You find the y-coordinate of the vertex by substituting -3 in for x and evaluating. So (-3)^2 + 6(-3) + 2 = -7, so the vertex is (-3, -7). Does that help?
Plug in what you got when you did x= -b/2a into the original equation. So he got -3 so he put it into y=x^2+6x+2 and got -7 therefore his vertex was (-3, -7) (I know this is four years later sorry heh. Hope this still helps lmao)
You find the y-coordinate of the vertex by substituting -3 in for x and evaluating. So (-3)^2 + 6(-3) + 2 = 9 - 18 + 2 = -7, so the vertex is (-3, -7). Does that help?
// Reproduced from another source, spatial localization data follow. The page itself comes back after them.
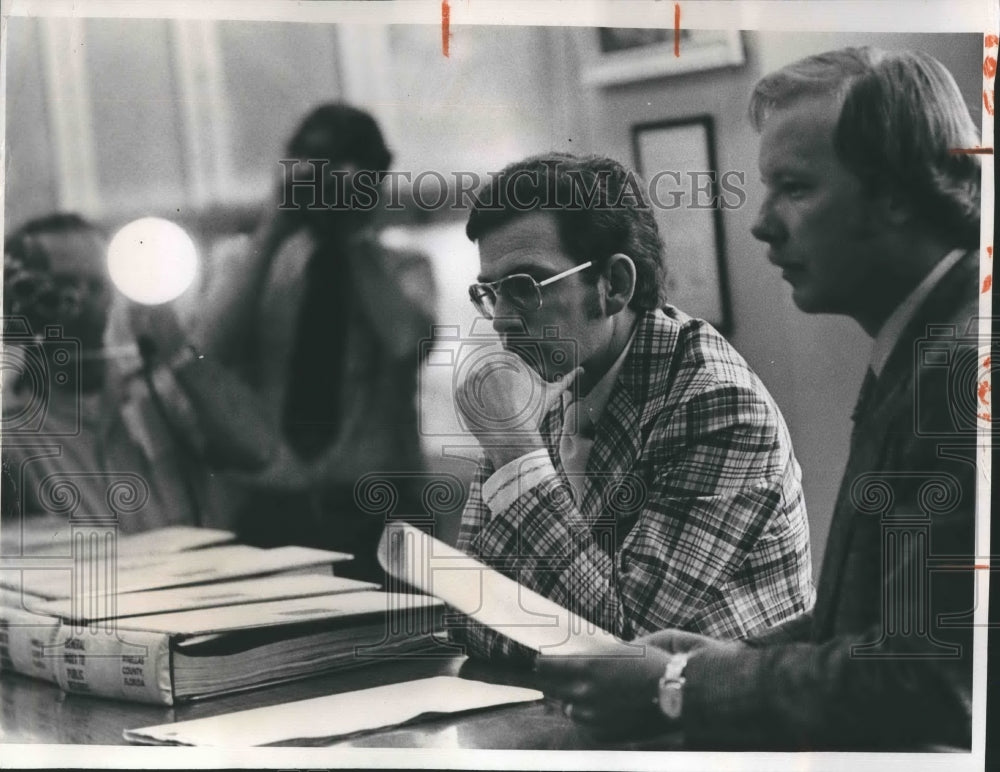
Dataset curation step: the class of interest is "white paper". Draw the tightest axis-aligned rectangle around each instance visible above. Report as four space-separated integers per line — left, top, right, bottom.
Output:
378 522 628 655
35 572 378 622
11 524 235 557
12 544 352 599
124 676 543 746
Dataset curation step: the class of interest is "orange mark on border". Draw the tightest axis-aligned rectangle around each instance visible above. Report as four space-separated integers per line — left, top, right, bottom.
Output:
987 34 999 48
948 147 993 154
441 0 450 58
983 274 993 294
988 246 994 259
985 89 995 116
985 56 997 78
674 4 681 58
979 380 991 405
985 356 992 369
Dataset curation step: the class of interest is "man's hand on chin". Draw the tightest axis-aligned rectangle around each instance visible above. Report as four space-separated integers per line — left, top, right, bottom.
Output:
456 350 583 468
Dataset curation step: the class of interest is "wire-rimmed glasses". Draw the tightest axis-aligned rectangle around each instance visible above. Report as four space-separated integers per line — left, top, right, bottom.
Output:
468 261 593 319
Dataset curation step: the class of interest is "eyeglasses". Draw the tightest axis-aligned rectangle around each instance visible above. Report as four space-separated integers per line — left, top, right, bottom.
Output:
468 261 593 319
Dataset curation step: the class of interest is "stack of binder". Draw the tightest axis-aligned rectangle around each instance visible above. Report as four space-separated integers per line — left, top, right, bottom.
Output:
0 525 444 705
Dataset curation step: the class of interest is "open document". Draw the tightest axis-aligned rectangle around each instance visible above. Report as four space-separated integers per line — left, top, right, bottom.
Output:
377 522 636 656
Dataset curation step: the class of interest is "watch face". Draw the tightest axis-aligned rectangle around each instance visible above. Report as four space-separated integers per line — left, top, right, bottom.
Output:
659 684 683 719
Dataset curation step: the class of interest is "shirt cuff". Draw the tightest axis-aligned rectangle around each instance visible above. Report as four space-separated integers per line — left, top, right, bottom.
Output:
481 449 555 517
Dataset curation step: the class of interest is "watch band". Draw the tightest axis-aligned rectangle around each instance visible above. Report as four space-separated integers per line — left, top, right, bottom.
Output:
655 652 690 720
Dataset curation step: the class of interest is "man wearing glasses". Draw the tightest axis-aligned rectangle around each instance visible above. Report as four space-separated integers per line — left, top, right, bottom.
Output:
450 153 814 661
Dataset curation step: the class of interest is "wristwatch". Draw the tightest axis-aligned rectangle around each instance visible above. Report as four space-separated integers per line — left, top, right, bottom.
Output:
655 652 690 720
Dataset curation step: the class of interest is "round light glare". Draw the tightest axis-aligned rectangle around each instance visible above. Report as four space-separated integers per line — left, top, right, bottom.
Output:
107 217 198 305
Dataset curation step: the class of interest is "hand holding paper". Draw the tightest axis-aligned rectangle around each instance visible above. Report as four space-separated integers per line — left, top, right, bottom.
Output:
377 522 641 657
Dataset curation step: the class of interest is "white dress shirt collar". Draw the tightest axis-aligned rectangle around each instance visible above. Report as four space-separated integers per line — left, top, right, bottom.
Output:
566 323 639 427
870 248 966 377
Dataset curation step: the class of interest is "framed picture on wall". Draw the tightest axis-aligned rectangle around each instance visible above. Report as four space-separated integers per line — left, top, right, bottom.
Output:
581 29 744 86
631 115 732 333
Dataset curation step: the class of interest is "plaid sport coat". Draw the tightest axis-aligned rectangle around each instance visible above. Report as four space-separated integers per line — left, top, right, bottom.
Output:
452 307 814 660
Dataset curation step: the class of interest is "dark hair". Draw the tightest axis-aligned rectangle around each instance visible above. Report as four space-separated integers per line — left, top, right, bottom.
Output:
465 153 665 311
4 212 104 268
287 102 393 174
750 47 980 247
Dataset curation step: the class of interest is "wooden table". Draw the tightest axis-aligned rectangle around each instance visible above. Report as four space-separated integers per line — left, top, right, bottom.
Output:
0 654 684 750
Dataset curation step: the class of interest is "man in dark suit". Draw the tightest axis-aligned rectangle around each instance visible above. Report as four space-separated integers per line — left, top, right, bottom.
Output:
536 47 982 750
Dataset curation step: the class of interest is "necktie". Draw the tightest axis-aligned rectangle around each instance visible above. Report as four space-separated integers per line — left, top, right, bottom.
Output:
558 393 598 503
283 246 353 460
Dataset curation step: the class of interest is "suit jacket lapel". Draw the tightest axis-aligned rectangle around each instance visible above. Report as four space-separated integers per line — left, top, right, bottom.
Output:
812 249 978 639
813 388 885 636
579 385 642 526
879 249 979 387
579 310 679 531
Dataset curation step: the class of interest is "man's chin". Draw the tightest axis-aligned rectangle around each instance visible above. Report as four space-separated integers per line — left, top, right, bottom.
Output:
504 342 577 384
504 343 540 371
789 286 820 313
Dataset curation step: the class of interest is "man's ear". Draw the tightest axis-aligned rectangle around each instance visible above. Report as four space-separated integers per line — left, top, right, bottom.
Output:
602 253 636 315
873 188 913 228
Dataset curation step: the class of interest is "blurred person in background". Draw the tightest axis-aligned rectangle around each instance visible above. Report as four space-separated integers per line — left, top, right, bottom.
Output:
2 213 274 535
189 103 437 583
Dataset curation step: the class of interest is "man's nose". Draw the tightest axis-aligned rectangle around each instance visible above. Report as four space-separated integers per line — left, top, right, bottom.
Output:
491 303 527 337
751 201 783 245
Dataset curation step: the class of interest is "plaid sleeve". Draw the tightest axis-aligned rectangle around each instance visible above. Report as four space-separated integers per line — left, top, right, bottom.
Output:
451 376 813 660
743 611 814 647
450 455 541 662
625 380 813 639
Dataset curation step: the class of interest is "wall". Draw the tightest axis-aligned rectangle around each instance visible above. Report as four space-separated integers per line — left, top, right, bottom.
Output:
2 18 343 228
2 20 577 231
3 21 984 564
576 30 983 577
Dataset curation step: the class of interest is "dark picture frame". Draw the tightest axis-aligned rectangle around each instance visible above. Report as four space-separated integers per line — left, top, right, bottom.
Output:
631 115 733 333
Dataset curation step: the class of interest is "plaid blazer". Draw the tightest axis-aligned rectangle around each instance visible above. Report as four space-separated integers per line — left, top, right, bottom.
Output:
452 307 814 660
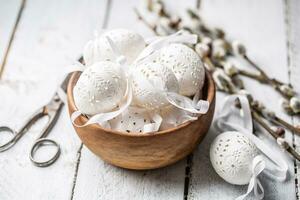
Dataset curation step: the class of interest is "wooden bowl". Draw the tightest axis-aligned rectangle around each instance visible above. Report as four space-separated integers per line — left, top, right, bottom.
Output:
67 70 216 170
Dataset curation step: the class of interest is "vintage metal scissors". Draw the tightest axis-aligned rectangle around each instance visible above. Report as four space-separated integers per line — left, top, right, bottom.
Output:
0 74 72 167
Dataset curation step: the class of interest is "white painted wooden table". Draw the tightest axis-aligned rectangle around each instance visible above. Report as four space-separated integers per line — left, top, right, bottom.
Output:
0 0 299 199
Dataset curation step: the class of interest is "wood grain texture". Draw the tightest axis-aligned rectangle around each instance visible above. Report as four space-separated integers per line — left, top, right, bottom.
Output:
285 0 300 199
71 0 198 199
0 0 298 199
189 0 297 199
0 0 23 77
0 0 107 199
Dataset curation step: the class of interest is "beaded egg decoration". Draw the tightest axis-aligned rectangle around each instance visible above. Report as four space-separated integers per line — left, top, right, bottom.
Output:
83 29 146 66
131 62 179 110
156 43 205 96
109 107 152 133
210 131 259 185
73 61 127 115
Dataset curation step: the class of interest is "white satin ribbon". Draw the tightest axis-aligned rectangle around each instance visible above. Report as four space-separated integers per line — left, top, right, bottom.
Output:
133 68 209 115
56 61 86 103
143 113 163 133
236 155 265 200
134 30 198 65
214 94 288 200
166 92 209 114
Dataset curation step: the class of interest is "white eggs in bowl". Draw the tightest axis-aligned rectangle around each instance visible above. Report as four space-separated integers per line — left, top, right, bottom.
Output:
83 29 146 66
131 62 179 110
73 61 127 115
156 43 205 96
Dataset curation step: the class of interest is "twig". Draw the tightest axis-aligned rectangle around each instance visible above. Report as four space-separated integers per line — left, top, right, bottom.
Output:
252 111 300 161
273 116 300 135
134 8 158 34
243 54 290 98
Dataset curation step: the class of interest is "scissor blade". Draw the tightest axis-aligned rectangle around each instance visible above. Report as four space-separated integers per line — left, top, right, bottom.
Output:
60 73 72 93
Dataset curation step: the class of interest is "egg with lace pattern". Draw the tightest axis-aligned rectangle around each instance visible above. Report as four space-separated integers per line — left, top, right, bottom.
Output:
210 131 259 185
131 62 179 110
156 43 205 96
83 29 146 66
73 61 127 115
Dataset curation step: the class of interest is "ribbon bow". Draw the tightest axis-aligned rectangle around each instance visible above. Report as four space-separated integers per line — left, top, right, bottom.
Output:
214 94 288 200
134 30 198 64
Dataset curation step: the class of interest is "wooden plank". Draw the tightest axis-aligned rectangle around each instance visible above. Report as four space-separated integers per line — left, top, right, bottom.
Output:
73 145 187 200
0 0 108 199
0 0 23 77
189 0 296 199
285 0 300 199
72 1 196 200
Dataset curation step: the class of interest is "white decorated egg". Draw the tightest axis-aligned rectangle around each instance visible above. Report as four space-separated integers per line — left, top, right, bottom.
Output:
73 61 127 115
131 62 179 110
109 107 152 133
156 43 205 96
210 131 259 185
83 29 146 66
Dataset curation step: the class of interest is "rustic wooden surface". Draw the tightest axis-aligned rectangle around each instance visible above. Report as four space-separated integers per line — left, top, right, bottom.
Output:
0 0 299 199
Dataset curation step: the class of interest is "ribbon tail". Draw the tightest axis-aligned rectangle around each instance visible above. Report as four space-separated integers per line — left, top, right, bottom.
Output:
235 177 255 200
143 113 162 133
166 92 209 114
71 80 133 128
235 155 265 200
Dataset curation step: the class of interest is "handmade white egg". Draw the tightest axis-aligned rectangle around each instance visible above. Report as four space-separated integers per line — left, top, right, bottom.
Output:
156 43 205 96
131 62 179 110
73 61 127 115
83 29 146 65
109 107 152 133
210 131 259 185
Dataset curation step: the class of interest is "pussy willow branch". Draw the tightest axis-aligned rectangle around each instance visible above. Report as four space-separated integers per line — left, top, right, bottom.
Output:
134 1 300 161
252 111 300 161
134 8 158 34
212 56 300 135
242 54 291 98
186 9 296 100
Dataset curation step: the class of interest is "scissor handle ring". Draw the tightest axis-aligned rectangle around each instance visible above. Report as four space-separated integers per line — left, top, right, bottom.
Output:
29 138 61 167
0 126 17 152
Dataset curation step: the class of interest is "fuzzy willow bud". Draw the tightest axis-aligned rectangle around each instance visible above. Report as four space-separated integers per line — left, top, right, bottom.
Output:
212 69 235 92
280 99 293 114
224 62 238 76
201 36 212 46
277 137 289 150
279 84 295 98
232 40 246 56
195 43 210 58
290 97 300 114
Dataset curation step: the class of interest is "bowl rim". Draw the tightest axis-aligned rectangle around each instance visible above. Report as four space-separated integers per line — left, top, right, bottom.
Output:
67 69 215 137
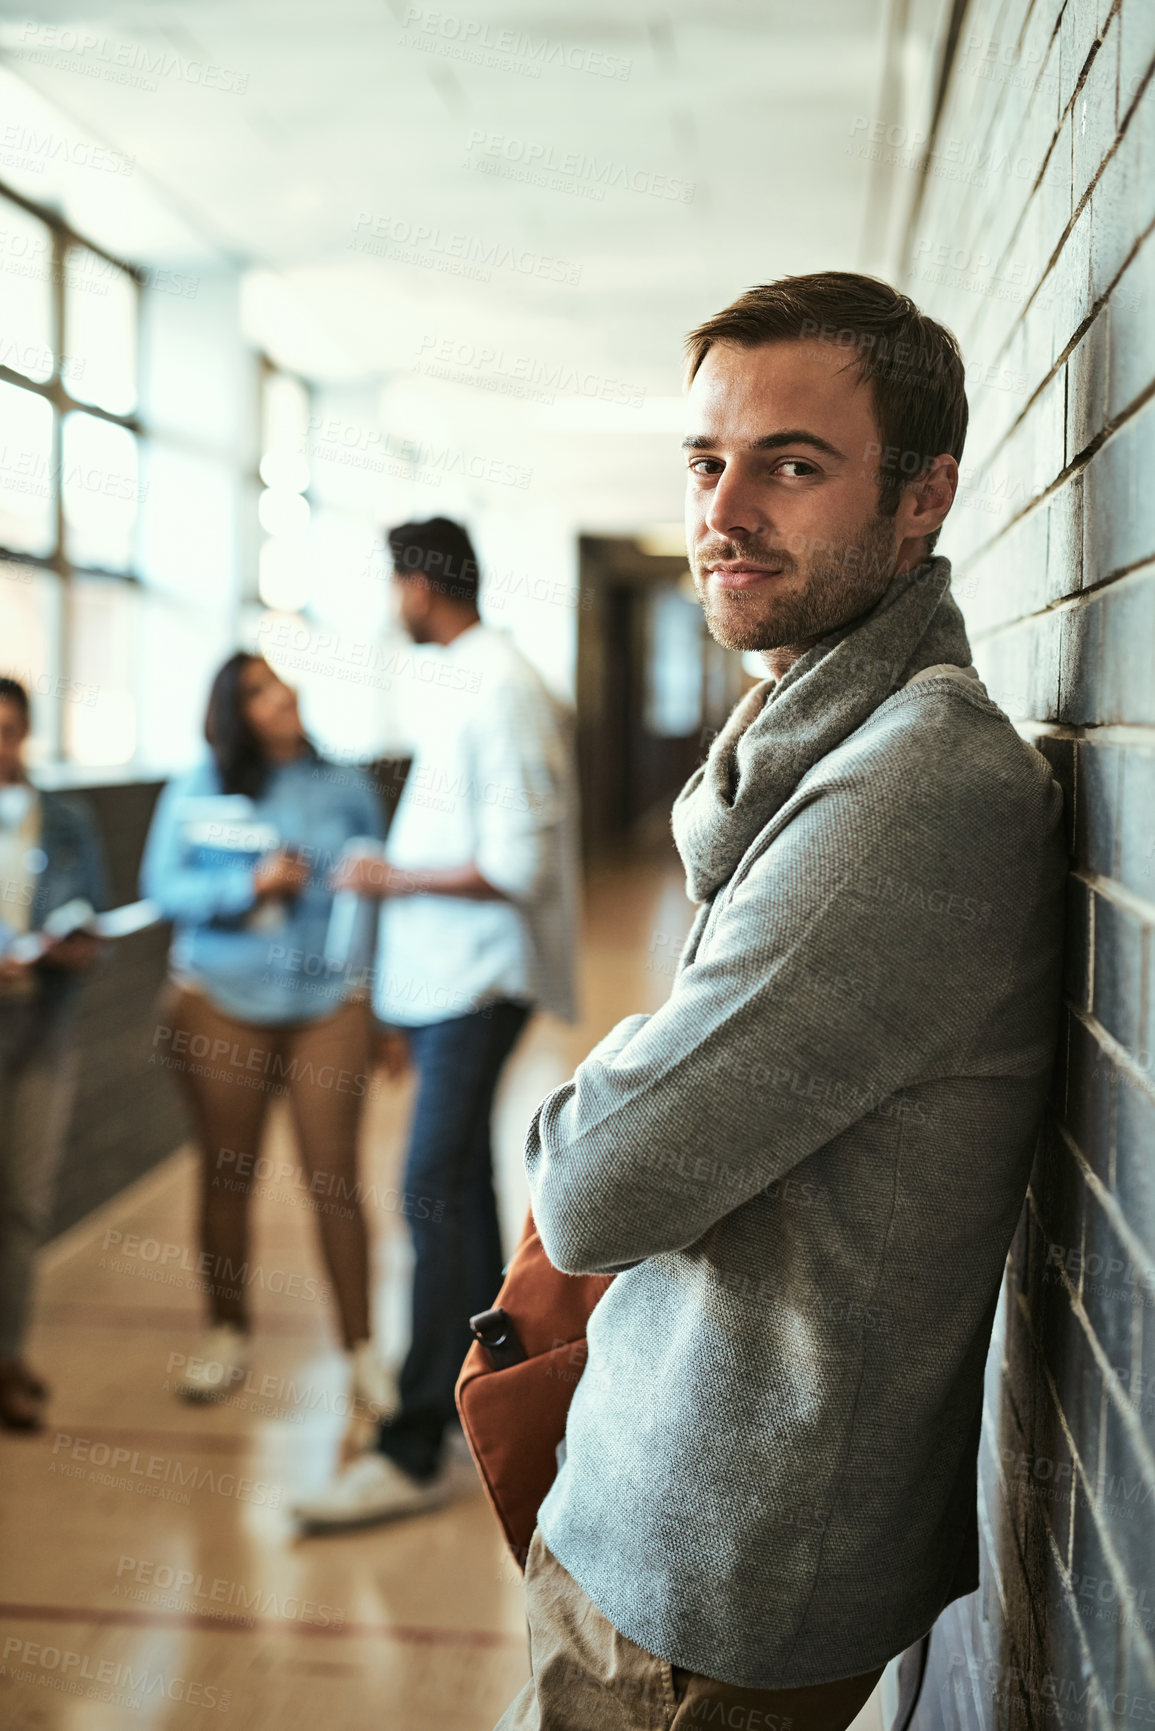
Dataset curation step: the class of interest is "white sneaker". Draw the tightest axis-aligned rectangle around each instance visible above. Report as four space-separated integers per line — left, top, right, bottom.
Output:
173 1324 248 1402
291 1452 452 1530
348 1341 399 1421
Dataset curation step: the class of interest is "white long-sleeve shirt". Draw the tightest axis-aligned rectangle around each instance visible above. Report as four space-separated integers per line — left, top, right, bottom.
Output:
373 623 578 1027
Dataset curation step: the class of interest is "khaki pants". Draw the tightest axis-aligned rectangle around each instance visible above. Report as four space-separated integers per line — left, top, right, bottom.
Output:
497 1531 884 1731
164 986 373 1348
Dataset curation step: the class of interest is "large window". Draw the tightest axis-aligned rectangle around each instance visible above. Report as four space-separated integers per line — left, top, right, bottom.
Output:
256 360 312 613
0 183 143 767
0 180 254 775
1 178 389 774
251 362 394 758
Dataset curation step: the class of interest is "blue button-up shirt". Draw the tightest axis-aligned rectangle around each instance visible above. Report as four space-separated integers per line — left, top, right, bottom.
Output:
141 754 384 1025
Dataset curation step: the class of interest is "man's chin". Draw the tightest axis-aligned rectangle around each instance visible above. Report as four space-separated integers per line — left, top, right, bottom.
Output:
701 600 794 656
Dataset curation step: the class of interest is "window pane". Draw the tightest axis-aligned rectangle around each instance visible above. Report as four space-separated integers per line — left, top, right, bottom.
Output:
136 592 229 774
64 579 137 766
138 443 236 604
258 487 309 538
0 382 55 556
259 372 311 610
310 508 389 625
262 370 309 459
258 535 309 611
0 563 62 765
61 412 140 571
64 247 137 416
0 200 54 382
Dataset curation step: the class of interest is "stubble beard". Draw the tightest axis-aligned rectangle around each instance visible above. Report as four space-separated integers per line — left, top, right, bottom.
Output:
692 513 900 655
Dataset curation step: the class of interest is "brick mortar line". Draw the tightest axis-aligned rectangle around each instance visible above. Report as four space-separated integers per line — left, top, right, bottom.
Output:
1014 721 1155 746
1042 0 1123 199
978 1385 1036 1594
916 4 1104 365
1129 1622 1155 1706
1040 1513 1109 1702
960 246 1155 516
1053 1117 1155 1306
962 362 1155 575
1011 1243 1155 1597
1069 865 1155 929
963 544 1155 640
1066 1000 1155 1108
933 0 1069 237
910 47 1155 503
960 5 1136 387
1015 5 1114 215
1035 1265 1155 1584
1012 1264 1090 1547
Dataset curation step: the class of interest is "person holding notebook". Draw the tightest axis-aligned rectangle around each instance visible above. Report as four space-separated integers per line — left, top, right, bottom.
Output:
141 652 391 1414
0 676 107 1431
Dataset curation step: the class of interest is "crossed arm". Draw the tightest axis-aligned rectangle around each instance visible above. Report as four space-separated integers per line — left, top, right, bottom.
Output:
525 780 1002 1275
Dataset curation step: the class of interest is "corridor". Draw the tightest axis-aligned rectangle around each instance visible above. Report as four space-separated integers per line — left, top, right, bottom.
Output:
0 852 714 1731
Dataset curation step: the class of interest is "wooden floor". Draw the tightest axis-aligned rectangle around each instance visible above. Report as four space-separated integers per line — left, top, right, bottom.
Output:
0 850 884 1731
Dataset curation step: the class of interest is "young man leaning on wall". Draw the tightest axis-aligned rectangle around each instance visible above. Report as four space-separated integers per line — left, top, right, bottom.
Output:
495 272 1068 1731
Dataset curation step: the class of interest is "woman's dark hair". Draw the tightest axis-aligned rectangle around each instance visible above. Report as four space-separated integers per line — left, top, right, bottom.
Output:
203 653 309 799
0 677 31 721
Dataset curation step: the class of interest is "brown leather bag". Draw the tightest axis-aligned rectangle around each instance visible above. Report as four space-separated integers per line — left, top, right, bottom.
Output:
454 1209 612 1568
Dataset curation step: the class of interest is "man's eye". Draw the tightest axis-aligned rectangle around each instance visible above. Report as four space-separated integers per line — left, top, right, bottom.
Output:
689 458 723 475
776 459 818 478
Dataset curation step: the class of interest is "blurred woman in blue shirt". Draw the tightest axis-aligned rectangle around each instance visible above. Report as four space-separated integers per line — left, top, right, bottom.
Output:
141 653 392 1414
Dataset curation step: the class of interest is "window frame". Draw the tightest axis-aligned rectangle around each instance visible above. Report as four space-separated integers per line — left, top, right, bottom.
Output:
0 177 144 761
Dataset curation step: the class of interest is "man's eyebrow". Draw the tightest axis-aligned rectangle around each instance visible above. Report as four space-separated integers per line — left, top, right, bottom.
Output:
681 429 847 460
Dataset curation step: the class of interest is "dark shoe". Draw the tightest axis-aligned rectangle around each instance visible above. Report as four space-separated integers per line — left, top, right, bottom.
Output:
0 1363 45 1432
14 1361 50 1401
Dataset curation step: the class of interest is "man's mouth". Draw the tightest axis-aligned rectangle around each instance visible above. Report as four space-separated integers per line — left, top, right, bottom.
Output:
707 563 787 589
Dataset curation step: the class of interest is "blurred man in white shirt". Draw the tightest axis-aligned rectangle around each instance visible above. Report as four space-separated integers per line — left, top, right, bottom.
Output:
292 517 578 1526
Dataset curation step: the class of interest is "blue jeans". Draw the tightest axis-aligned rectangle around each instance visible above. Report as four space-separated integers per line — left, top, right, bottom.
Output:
377 999 531 1481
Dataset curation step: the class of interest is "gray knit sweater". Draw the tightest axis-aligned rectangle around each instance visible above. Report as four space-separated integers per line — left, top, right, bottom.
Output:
527 558 1066 1689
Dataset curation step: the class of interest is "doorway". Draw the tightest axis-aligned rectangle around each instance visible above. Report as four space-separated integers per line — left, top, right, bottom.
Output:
575 534 748 860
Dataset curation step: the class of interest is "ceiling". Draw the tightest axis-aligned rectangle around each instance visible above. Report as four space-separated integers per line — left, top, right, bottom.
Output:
0 0 933 534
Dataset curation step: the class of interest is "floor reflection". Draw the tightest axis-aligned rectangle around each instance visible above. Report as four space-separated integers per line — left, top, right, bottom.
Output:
0 849 691 1730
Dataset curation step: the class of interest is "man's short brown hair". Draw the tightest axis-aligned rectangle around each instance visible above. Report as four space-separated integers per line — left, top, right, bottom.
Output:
684 271 968 523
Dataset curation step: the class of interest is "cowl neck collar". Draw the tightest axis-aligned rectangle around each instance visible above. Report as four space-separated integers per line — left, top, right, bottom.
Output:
671 556 971 903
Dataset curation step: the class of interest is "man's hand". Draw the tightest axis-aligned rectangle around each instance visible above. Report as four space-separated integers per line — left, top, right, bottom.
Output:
38 932 102 971
253 850 310 900
330 857 505 900
374 1027 411 1079
330 857 414 898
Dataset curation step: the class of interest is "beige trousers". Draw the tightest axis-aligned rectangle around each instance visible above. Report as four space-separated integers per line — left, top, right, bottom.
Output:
496 1530 884 1731
164 985 373 1348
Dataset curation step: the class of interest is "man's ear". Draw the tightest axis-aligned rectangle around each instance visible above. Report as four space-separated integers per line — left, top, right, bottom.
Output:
899 454 959 544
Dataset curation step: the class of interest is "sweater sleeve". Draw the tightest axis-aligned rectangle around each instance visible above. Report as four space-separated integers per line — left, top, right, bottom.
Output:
525 772 1028 1275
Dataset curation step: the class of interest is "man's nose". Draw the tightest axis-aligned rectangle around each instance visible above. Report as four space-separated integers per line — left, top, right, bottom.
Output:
702 467 769 540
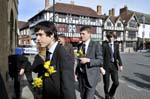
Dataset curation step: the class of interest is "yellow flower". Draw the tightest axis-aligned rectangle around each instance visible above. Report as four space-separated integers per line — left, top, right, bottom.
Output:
79 49 83 55
44 72 49 77
43 60 57 77
44 61 50 69
76 49 84 57
47 66 56 74
76 53 80 57
32 77 43 88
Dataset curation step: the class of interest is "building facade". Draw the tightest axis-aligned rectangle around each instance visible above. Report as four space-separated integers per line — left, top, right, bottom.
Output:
18 21 31 47
28 2 103 46
120 6 139 52
0 0 18 97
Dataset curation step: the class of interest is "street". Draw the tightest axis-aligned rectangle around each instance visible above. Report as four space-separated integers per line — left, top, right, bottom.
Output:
8 52 150 99
96 52 150 99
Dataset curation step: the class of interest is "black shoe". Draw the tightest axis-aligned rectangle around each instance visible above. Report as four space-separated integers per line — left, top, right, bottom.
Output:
105 96 110 99
110 96 114 99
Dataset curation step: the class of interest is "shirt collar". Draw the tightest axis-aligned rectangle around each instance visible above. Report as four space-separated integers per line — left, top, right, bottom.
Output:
48 41 58 54
109 41 114 45
84 39 90 46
+Micheal F You can do it a variety of ways. One way is simply to factor out the GCF, which is x. So you get y = x(-x + 6). That means either x = 0 or x = 6. That gives you your x-intercepts of (0, 0) and (6, 0). Your vertex is then in the middle, at x = 3. Substitute 3 in for x and you get y = 9, so (3, 9) would be your vertex. You can now sketch the graph.
Suzana Bacaleinick Are you asking about the (-3, 12) in the table of values in GP1? If so, you fill in -3 for x, so you get 5(-3)^2 + 10(-3) - 3. That simplifies to 5 * 9 + -30 - 3, which simplifies to 45 + -30 -3, which simplies to 12. So the ordered pair is (-3, 12).